Une étude publiée dans Nature Communications a mis en évidence un lien entre créativité et âge cérébral : selon les découvertes, les personnes créatives auraient un cerveau plus jeune que leur âge chronologique par rapport à celles qui ne le sont pas. « Il nous manquait une preuve biologique de l’influence de la créativité sur le cerveau. Avec cette étude, nous voulions combler cette lacune en utilisant les brain clocks (littéralement des horloges cérébrales) pour comprendre si la créativité pouvait ralentir le vieillissement du cerveau », explique Agustín Ibáñez, l’un des auteurs.
Les participants.
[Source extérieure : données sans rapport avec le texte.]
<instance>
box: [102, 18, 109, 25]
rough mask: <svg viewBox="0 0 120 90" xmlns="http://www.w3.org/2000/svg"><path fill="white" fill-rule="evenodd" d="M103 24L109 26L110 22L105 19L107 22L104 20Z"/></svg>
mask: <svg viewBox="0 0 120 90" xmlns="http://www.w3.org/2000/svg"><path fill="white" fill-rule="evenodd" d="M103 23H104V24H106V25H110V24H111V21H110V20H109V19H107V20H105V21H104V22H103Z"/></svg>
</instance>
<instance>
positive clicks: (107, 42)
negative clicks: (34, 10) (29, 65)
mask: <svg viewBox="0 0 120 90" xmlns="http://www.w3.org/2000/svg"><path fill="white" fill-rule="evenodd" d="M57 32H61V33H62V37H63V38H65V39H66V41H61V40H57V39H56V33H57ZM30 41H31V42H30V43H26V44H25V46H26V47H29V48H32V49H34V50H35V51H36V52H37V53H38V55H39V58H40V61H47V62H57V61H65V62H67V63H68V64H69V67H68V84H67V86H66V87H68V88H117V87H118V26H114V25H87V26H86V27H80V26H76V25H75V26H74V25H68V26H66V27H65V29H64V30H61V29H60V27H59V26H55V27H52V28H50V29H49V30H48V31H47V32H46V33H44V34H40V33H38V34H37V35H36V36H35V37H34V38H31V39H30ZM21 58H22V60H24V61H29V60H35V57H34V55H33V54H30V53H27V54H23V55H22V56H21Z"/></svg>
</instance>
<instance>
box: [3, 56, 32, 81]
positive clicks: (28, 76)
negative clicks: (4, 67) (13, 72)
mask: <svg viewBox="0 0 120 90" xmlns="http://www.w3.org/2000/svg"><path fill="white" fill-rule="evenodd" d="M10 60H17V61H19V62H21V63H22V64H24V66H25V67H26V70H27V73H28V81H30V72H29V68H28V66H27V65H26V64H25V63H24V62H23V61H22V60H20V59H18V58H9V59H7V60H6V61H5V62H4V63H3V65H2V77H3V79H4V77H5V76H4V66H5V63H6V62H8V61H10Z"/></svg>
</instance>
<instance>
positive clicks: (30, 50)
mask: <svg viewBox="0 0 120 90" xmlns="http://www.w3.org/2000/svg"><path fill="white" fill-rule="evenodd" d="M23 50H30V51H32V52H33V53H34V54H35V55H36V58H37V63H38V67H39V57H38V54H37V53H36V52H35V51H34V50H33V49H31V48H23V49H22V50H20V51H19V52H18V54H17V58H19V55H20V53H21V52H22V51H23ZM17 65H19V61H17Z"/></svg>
Les chercheurs ont analysé un échantillon de 1.472 adultes originaires de 13 pays différents; les scans cérébraux de 1.240 personnes ont été utilisés pour entraîner les modèles de machine learning employés pour estimer l’âge cérébral.
Les 232 participants restants ont été répartis en deux groupes selon leurs expériences créatives : le premier regroupait des experts et des passionnés dans les domaines de la danse, la musique, les arts visuels et les jeux vidéo; le second groupe comptait des personnes ayant suivi une formation de 30 heures pour apprendre à jouer à StarCraft II, un jeu vidéo de stratégie en temps réel.
Cerveaux plus jeunes (et plus efficaces). Selon les estimations des modèles de machine learning, les experts dans chaque secteur artistique présentaient un âge cérébral nettement inférieur à leur âge réel : plus l’expérience créative est grande (mesurée en années d’expérience ou d’entraînement), plus le rajeunissement cérébral est prononcé. En moyenne, les experts avaient un cerveau entre cinq et sept années plus jeune que leur âge réel. Dans le deuxième groupe, celui qui avait appris à maîtriser le jeu StarCraft II, l’écart entre l’âge réel et l’âge estimé était minimal.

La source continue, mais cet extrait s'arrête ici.